2.2 Sur la reconnaissance d’une raison impérieuse d’intérêt public
En dernier lieu, mais plus succinctement, le Conseil d’Etat a examiné la reconnaissance d’une raison impérieuse d’intérêt public majeur du projet.
En effet, après avoir rappelé que les requérantes ne sont pas fondées à demander l’annulation de l’article 2 du décret par voie de conséquence de l’annulation de son article 1er (ce dernier ayant donc été jugé légal), le juge administratif s’est cantonné à renvoyer aux considérants 6 et 7 de l’arrêt, lesquels exposent la contribution du projet à la politique française et européenne de recyclage des déchets en plastique.

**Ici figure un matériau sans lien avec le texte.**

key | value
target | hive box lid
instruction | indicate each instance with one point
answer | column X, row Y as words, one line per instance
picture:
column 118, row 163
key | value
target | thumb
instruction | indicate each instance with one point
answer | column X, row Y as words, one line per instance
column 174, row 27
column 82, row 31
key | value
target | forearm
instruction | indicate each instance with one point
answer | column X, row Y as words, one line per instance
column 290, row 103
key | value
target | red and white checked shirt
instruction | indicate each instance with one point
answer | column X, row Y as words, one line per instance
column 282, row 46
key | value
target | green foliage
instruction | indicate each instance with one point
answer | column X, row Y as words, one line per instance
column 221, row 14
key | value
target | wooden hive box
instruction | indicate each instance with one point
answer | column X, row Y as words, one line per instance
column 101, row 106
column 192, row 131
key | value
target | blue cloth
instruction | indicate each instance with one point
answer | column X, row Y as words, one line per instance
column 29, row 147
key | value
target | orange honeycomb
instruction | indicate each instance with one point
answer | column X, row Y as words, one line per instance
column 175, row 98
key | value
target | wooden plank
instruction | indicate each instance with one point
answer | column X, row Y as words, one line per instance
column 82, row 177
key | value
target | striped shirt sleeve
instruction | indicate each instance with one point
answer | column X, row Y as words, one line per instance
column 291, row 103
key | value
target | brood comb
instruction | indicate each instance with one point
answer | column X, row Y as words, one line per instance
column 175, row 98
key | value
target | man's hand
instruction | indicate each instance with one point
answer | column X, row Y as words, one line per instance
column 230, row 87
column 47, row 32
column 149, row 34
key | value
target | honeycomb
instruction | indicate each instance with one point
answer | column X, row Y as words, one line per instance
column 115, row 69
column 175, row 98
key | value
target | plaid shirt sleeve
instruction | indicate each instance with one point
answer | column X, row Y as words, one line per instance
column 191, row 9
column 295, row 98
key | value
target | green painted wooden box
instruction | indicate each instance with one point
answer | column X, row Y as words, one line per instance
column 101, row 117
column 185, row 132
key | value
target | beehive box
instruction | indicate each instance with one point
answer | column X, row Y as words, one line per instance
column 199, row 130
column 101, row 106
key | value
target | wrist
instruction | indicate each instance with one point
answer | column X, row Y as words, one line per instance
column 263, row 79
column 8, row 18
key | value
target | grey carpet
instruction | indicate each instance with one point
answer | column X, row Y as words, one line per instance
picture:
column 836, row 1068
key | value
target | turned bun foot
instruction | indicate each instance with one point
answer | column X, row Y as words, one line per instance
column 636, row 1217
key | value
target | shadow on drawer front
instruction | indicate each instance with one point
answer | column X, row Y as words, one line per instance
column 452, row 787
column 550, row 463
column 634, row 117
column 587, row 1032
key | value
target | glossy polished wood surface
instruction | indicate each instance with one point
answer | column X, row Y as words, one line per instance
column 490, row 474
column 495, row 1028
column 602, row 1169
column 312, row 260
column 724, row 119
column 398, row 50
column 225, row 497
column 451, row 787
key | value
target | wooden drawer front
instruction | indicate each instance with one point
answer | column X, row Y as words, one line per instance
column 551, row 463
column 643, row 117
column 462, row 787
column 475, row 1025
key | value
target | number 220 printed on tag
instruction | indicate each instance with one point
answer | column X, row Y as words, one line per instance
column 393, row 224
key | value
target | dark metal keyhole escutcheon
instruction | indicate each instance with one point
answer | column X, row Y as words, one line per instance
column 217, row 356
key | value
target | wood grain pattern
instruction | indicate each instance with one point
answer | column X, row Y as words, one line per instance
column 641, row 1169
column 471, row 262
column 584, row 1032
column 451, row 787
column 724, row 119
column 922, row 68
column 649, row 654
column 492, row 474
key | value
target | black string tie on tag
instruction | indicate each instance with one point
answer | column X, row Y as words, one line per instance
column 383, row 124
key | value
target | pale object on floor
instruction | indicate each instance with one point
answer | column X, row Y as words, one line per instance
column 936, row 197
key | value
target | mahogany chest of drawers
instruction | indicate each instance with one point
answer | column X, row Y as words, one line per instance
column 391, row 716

Il en a conclu que le projet d’usine doit être regardé comme répondant à une raison impérative d’intérêt public majeur au sens de l’article L. 411-2 du code de l’environnement.
Au regard de l’ensemble de ces éléments, le Conseil d’Etat a rejeté la requête des requérants.

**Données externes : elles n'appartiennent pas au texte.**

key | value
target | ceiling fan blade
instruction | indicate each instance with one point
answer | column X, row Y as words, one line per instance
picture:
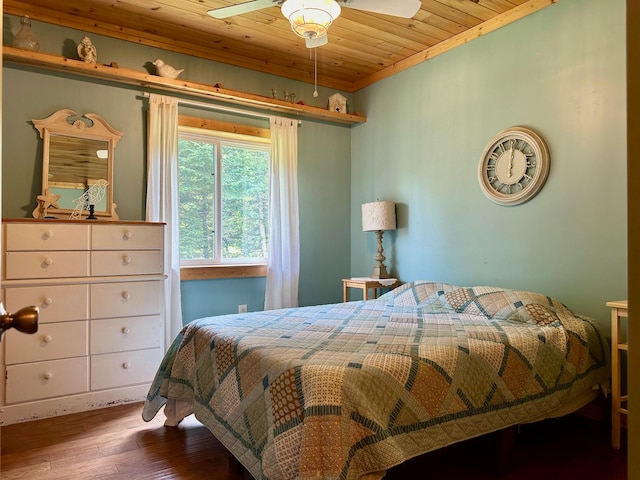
column 316, row 41
column 395, row 8
column 239, row 9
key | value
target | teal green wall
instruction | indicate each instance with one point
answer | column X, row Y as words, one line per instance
column 324, row 150
column 560, row 71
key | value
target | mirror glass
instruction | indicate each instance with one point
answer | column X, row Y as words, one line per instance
column 77, row 174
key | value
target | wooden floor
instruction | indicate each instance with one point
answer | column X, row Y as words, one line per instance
column 115, row 443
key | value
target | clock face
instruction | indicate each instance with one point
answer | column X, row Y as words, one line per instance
column 513, row 166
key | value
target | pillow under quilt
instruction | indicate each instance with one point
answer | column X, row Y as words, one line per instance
column 494, row 303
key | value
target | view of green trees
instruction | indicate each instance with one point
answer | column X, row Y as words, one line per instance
column 244, row 211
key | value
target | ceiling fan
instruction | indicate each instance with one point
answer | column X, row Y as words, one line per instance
column 310, row 19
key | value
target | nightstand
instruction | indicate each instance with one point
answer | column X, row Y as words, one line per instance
column 365, row 284
column 619, row 310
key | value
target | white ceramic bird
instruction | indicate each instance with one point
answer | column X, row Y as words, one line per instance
column 165, row 70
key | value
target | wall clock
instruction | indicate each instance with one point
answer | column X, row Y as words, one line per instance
column 513, row 166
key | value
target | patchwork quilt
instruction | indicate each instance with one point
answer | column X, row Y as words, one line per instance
column 343, row 390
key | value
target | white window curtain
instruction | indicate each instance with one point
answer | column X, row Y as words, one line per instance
column 283, row 269
column 162, row 199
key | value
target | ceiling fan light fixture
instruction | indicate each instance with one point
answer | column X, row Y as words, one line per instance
column 310, row 18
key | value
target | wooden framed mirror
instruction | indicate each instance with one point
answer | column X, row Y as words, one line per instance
column 77, row 166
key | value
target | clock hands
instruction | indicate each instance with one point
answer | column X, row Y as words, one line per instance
column 510, row 166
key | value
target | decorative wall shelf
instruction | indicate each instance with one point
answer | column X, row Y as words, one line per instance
column 133, row 77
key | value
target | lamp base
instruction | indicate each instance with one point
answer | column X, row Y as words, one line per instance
column 380, row 271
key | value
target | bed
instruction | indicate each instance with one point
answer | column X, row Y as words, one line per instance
column 349, row 390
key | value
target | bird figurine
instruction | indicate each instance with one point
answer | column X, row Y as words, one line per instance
column 166, row 70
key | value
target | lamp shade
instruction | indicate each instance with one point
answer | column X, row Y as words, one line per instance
column 378, row 216
column 310, row 18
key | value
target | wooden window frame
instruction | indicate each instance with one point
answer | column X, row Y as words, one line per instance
column 204, row 272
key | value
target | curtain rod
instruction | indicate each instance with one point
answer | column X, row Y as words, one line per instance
column 194, row 103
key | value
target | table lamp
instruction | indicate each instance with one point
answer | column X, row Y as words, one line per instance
column 378, row 217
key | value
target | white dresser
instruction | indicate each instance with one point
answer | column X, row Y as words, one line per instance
column 100, row 290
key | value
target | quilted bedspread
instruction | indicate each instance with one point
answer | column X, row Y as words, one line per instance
column 339, row 391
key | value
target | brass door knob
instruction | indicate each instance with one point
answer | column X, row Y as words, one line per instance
column 24, row 320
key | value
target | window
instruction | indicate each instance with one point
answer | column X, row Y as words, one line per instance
column 223, row 197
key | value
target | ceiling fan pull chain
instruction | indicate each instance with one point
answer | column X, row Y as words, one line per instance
column 315, row 73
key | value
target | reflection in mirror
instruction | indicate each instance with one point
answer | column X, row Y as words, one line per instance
column 75, row 164
column 77, row 172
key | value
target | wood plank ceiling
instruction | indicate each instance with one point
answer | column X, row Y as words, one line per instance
column 363, row 47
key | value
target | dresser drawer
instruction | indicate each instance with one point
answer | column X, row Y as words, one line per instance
column 126, row 299
column 127, row 237
column 56, row 303
column 124, row 368
column 127, row 333
column 34, row 381
column 23, row 265
column 46, row 236
column 52, row 340
column 134, row 262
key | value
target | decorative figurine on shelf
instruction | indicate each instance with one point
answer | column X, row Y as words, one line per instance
column 87, row 51
column 25, row 39
column 166, row 70
column 94, row 194
column 92, row 213
column 45, row 201
column 338, row 103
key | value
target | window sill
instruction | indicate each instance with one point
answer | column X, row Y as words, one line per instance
column 222, row 271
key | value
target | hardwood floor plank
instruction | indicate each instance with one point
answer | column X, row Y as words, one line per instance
column 116, row 444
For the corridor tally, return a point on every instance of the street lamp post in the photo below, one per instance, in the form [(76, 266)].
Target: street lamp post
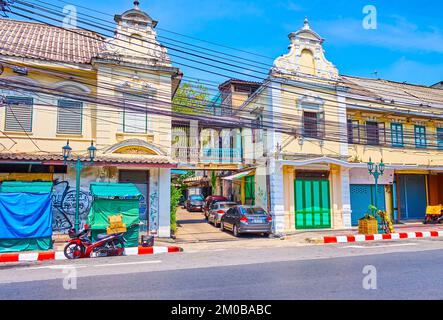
[(376, 170), (67, 150)]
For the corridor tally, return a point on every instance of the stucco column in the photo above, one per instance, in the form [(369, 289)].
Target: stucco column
[(276, 185), (194, 138), (340, 198), (288, 178), (164, 205), (346, 197)]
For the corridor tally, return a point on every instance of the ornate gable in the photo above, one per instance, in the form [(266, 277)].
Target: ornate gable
[(306, 56), (135, 40)]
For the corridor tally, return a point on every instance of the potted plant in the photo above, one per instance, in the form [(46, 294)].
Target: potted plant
[(368, 224)]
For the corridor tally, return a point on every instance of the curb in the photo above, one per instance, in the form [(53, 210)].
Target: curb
[(377, 237), (59, 255)]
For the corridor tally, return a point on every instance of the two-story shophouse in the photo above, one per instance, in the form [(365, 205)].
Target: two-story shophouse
[(67, 84), (316, 130)]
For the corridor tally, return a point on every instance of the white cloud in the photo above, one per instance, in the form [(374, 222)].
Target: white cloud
[(408, 70), (399, 34)]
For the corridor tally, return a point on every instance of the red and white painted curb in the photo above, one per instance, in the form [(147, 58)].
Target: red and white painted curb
[(58, 255), (377, 237)]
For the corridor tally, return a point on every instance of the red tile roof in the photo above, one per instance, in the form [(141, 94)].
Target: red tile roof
[(101, 158), (44, 42)]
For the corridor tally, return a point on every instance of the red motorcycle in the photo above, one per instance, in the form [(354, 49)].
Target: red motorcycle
[(80, 245)]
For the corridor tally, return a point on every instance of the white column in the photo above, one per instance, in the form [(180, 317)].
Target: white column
[(343, 124), (164, 205), (346, 197), (277, 195), (193, 140)]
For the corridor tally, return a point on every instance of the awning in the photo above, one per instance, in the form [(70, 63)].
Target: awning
[(239, 175), (25, 187), (105, 190)]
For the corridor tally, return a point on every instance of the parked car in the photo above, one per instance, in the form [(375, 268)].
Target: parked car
[(218, 210), (247, 219), (195, 202), (209, 201)]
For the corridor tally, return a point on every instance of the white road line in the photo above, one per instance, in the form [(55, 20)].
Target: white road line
[(125, 263), (58, 267), (382, 246)]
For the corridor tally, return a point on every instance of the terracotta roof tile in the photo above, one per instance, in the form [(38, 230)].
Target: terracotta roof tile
[(106, 158), (40, 41), (395, 91)]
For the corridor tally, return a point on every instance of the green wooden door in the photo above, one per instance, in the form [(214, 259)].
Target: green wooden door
[(312, 204), (250, 190)]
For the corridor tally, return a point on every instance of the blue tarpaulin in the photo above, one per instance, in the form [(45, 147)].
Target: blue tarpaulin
[(25, 216)]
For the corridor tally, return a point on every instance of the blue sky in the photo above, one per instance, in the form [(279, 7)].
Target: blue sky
[(406, 46)]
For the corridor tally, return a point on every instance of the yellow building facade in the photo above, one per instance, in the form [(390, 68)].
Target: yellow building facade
[(73, 85), (318, 131)]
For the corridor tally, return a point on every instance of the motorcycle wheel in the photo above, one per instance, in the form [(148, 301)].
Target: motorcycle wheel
[(73, 251)]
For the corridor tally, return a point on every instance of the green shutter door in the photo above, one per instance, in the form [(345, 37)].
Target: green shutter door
[(250, 190), (312, 204)]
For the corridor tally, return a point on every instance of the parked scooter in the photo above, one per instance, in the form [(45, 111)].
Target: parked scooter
[(434, 214), (80, 245)]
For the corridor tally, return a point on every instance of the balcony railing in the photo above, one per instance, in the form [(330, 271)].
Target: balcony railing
[(207, 155)]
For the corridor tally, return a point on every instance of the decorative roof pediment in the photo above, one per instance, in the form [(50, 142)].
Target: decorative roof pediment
[(134, 146), (135, 40), (306, 56)]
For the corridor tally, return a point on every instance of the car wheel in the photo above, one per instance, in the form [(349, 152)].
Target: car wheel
[(235, 231)]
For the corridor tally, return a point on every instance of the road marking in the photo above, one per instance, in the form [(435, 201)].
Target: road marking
[(58, 267), (382, 246), (125, 263)]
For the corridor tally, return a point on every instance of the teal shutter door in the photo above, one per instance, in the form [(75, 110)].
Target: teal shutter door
[(312, 204)]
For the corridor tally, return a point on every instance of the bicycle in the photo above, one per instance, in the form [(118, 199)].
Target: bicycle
[(65, 204)]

Cet arrêt se place dans un contexte d’évolution de ces notions.
En effet, il peut également être évoqué le fait que le Gouvernement a déposé au Sénat, le 11 février 2026, le projet de loi-cadre relatif au développement des transports, dont l’article 19 prévoit la possibilité de reconnaître la raison impérative d’intérêt public majeur au stade de la déclaration d’utilité publique ou de la déclaration de projet (adoptée par l’Etat) d’un projet.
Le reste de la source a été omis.